• Sonuç bulunamadı

I. BÖLÜM

2.2. DEĞERLER

2.2.1. Değerler

Dünya üzerinde birbirinden farklı özelliklere sahip çeşitli canlı türleri yaşamaktadır. Bu canlı türlerinden birisi de insandır ve insanı da diğer canlı türlerinden ayıran farklı özellikleri vardır. Bu özelliklerin başında düşünme yeteneği gelmektedir. Bu yeteneğini kullanarak yeni kültür ve medeniyetler oluşturan insanoğlu, yaşadığı dünyayı çok farklı bir alan haline getirmiştir. Bir arada yaşama ihtiyacı duyan insanoğlu, oluşturduğu uygarlıklarla birlikte kendisine bir toplum yasası oluşturmuş, gelenek ve görenekler ortaya çıkarmıştır. Bu oluşumlar ve birlikte yaşama, insanoğlunun doğasında bulunan değer edinme, bu değerleri koruma ve başkalarına aktarma özelliklerine de ayrı bir önem kazandırmıştır. Değerlerin sosyolojinin önemli bir konusu haline gelmesinin sebebi, değerlerin insan davranışlarının açıklanmasındaki yeridir.

Latince “valere” kökünden gelen “değer”, Znaniecki tarafından sosyal bilimler alanına kazandırılmış ve Türk Dil Kurumu tarafından “bir şeyin önemini belirlemeye yarayan soyut ölçü, bir şeyin değdiği karşılık, kıymet” olarak tanımlanmıştır (2005: 483). Rokeach tarafından “belirli bir davranış biçimi veya yaşam amacı şeklinde devam eden bir inanç”, Feather (1975) tarafından “düşünce ve eylemlere rehberlik eden standartlar kümesi”; Schwartz (1996) tarafından “insanın yaşamında ona

kılavuzluk etmeye hizmet eden, arzulanan, durumlar ötesi hedefler” olarak tanımlanmıştır (Keskin, Öksüz, Gelen ve Yılmaz, 2012: 354-355).

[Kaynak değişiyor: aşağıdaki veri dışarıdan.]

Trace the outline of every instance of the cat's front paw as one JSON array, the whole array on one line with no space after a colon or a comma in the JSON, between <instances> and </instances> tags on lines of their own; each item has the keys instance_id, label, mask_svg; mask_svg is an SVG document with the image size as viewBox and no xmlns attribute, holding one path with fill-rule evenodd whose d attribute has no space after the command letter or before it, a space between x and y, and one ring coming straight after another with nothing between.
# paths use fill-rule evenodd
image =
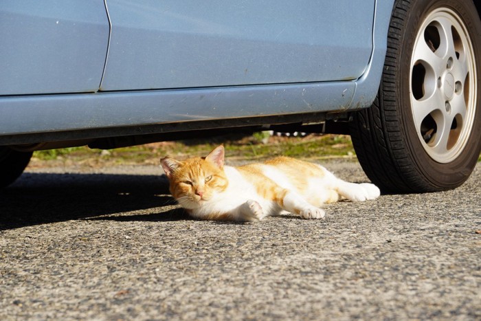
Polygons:
<instances>
[{"instance_id":1,"label":"cat's front paw","mask_svg":"<svg viewBox=\"0 0 481 321\"><path fill-rule=\"evenodd\" d=\"M326 213L320 208L311 206L300 211L299 215L302 219L323 219Z\"/></svg>"},{"instance_id":2,"label":"cat's front paw","mask_svg":"<svg viewBox=\"0 0 481 321\"><path fill-rule=\"evenodd\" d=\"M260 221L264 217L264 210L257 201L249 199L243 205L242 214L246 221Z\"/></svg>"},{"instance_id":3,"label":"cat's front paw","mask_svg":"<svg viewBox=\"0 0 481 321\"><path fill-rule=\"evenodd\" d=\"M379 188L376 186L374 184L372 184L370 183L362 183L361 186L366 191L366 199L368 200L376 199L379 197L379 195L381 195L381 190L379 190Z\"/></svg>"}]
</instances>

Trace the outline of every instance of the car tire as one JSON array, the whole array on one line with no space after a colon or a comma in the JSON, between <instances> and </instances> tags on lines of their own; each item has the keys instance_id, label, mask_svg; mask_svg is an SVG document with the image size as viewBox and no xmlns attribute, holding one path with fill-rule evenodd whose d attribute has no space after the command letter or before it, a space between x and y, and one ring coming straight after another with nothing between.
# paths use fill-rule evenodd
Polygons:
<instances>
[{"instance_id":1,"label":"car tire","mask_svg":"<svg viewBox=\"0 0 481 321\"><path fill-rule=\"evenodd\" d=\"M19 178L28 165L32 154L32 152L19 152L0 146L0 189Z\"/></svg>"},{"instance_id":2,"label":"car tire","mask_svg":"<svg viewBox=\"0 0 481 321\"><path fill-rule=\"evenodd\" d=\"M481 22L472 0L396 1L379 90L353 144L384 192L460 186L481 151Z\"/></svg>"}]
</instances>

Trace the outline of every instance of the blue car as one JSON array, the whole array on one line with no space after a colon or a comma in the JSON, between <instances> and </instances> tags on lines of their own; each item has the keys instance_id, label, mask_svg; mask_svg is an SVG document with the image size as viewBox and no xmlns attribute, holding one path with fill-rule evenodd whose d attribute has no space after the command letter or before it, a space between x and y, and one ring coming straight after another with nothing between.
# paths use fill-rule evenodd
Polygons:
<instances>
[{"instance_id":1,"label":"blue car","mask_svg":"<svg viewBox=\"0 0 481 321\"><path fill-rule=\"evenodd\" d=\"M478 0L5 0L0 187L34 151L225 131L348 133L385 192L481 150Z\"/></svg>"}]
</instances>

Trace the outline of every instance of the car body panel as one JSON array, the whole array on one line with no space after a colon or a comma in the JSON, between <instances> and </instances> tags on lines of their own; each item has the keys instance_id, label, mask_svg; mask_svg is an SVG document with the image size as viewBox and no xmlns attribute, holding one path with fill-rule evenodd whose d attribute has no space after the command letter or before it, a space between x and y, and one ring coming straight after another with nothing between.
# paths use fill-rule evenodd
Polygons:
<instances>
[{"instance_id":1,"label":"car body panel","mask_svg":"<svg viewBox=\"0 0 481 321\"><path fill-rule=\"evenodd\" d=\"M392 3L393 0L376 1L374 23L370 29L374 34L370 41L372 52L357 79L3 96L0 97L0 145L40 142L45 141L45 137L49 141L60 141L115 136L120 135L119 129L122 129L122 135L142 134L145 133L142 127L147 126L153 131L149 133L161 133L168 124L176 124L179 131L186 130L193 122L197 129L203 124L212 128L212 121L215 120L345 112L367 107L379 87ZM366 9L371 21L372 11ZM361 16L364 12L357 14ZM115 27L112 28L113 33ZM348 60L351 54L342 60ZM3 90L0 87L4 94ZM283 120L288 122L289 118ZM228 124L223 122L219 126ZM102 133L98 134L100 131ZM41 135L44 133L48 135Z\"/></svg>"},{"instance_id":2,"label":"car body panel","mask_svg":"<svg viewBox=\"0 0 481 321\"><path fill-rule=\"evenodd\" d=\"M104 91L353 80L372 50L374 0L107 4Z\"/></svg>"},{"instance_id":3,"label":"car body panel","mask_svg":"<svg viewBox=\"0 0 481 321\"><path fill-rule=\"evenodd\" d=\"M97 91L109 33L103 1L2 1L0 95Z\"/></svg>"},{"instance_id":4,"label":"car body panel","mask_svg":"<svg viewBox=\"0 0 481 321\"><path fill-rule=\"evenodd\" d=\"M339 82L3 98L0 109L8 117L0 118L0 142L6 134L343 110L354 89L353 82ZM20 118L21 124L14 121ZM19 135L8 142L27 142Z\"/></svg>"}]
</instances>

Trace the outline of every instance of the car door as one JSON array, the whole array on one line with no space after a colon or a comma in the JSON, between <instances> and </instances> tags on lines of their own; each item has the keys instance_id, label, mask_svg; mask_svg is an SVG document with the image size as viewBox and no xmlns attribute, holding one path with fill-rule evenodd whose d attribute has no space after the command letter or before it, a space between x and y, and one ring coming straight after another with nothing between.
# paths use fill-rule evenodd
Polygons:
<instances>
[{"instance_id":1,"label":"car door","mask_svg":"<svg viewBox=\"0 0 481 321\"><path fill-rule=\"evenodd\" d=\"M348 80L372 50L374 0L107 0L103 91Z\"/></svg>"},{"instance_id":2,"label":"car door","mask_svg":"<svg viewBox=\"0 0 481 321\"><path fill-rule=\"evenodd\" d=\"M2 1L0 95L98 91L109 32L102 1Z\"/></svg>"}]
</instances>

Değerler, insan yaşamını düzenleyen önemli olgulardır. Akbaş (2004: 44) değer kavramının “bireyin çevresiyle etkileşimi sonucunda içselleştirdiği ve davranışlarını yönlendiren standartlar” olduğunu belirtmiştir. Halstead (1996: 5) ise değerin “karar alma sürecimizde, bir davranışta bulunmamızda kişisel kimlik ve bütünlüğümüzle yakından ilgili olan tutumlar” olduğunu ifade etmiştir. Milli Eğitim Bakanlığı müfredat programlarında ise değerler, “bir sosyal grup veya toplumun kendi varlık, birlik, işleyiş ve devamını sağlamak ve sürdürmek için üyelerinin çoğunluğu tarafından doğru ve gerekli oldukları kabul edilen ortak düşünce, amaç, temel ahlaki ilke ya da inançlar” olarak tanımlanmıştır (2006: 31).

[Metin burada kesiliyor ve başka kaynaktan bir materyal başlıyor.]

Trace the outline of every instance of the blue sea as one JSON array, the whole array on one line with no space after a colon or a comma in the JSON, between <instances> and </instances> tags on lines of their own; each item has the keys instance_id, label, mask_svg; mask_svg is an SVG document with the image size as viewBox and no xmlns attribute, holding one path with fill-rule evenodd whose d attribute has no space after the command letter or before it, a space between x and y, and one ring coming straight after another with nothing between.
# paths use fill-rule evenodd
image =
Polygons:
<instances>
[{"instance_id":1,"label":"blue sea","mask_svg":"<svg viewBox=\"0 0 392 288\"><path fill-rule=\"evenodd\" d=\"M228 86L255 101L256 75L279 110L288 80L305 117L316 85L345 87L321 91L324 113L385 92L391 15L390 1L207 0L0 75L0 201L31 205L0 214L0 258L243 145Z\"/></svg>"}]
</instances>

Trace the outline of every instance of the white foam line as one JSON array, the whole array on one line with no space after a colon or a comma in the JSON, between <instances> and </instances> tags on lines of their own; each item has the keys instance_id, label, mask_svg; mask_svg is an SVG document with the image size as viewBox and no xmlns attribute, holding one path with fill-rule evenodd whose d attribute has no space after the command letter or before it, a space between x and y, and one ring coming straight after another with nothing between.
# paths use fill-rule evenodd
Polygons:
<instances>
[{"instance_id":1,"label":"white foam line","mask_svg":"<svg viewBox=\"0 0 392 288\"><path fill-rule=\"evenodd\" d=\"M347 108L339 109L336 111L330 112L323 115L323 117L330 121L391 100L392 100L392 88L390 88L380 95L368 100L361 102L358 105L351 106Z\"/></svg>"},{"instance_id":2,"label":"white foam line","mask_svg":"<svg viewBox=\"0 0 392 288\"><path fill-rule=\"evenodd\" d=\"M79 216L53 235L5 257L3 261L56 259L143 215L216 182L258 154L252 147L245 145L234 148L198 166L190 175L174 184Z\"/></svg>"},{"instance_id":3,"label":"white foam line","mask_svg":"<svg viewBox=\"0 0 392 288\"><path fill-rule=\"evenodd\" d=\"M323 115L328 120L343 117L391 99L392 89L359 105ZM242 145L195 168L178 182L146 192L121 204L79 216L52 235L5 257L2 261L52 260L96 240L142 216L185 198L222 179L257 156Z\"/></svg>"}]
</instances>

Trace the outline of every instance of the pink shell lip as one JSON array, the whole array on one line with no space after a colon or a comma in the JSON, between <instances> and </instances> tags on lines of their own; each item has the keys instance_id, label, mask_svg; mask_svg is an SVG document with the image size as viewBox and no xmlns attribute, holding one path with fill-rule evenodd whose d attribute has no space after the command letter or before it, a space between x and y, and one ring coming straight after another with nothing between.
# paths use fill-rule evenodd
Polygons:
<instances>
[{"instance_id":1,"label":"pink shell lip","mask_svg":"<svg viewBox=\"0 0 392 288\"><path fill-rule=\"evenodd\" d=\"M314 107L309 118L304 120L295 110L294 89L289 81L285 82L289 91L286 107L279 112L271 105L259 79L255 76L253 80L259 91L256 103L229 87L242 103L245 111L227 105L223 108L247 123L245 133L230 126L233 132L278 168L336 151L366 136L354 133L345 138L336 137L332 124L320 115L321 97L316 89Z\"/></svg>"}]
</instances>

Şen (2007: 3)’e göre ise değer ve değerler kavramı birbirinden farklıdır. Şen, bir sanat eserinin değerinden bahsedilebileceği ancak değerlerinden bahsedilemeyeceğini, tablonun değeri denildiğinde parasal bir kıymet, tablonun değerleri denildiğinde ise içi boş bir kavramın ortaya çıktığını savunmuştur. Tablonun değerlere sahip olamayacağını ancak onu oluşturan ressamın değeri ve değerleri olabileceğini ifade etmiştir.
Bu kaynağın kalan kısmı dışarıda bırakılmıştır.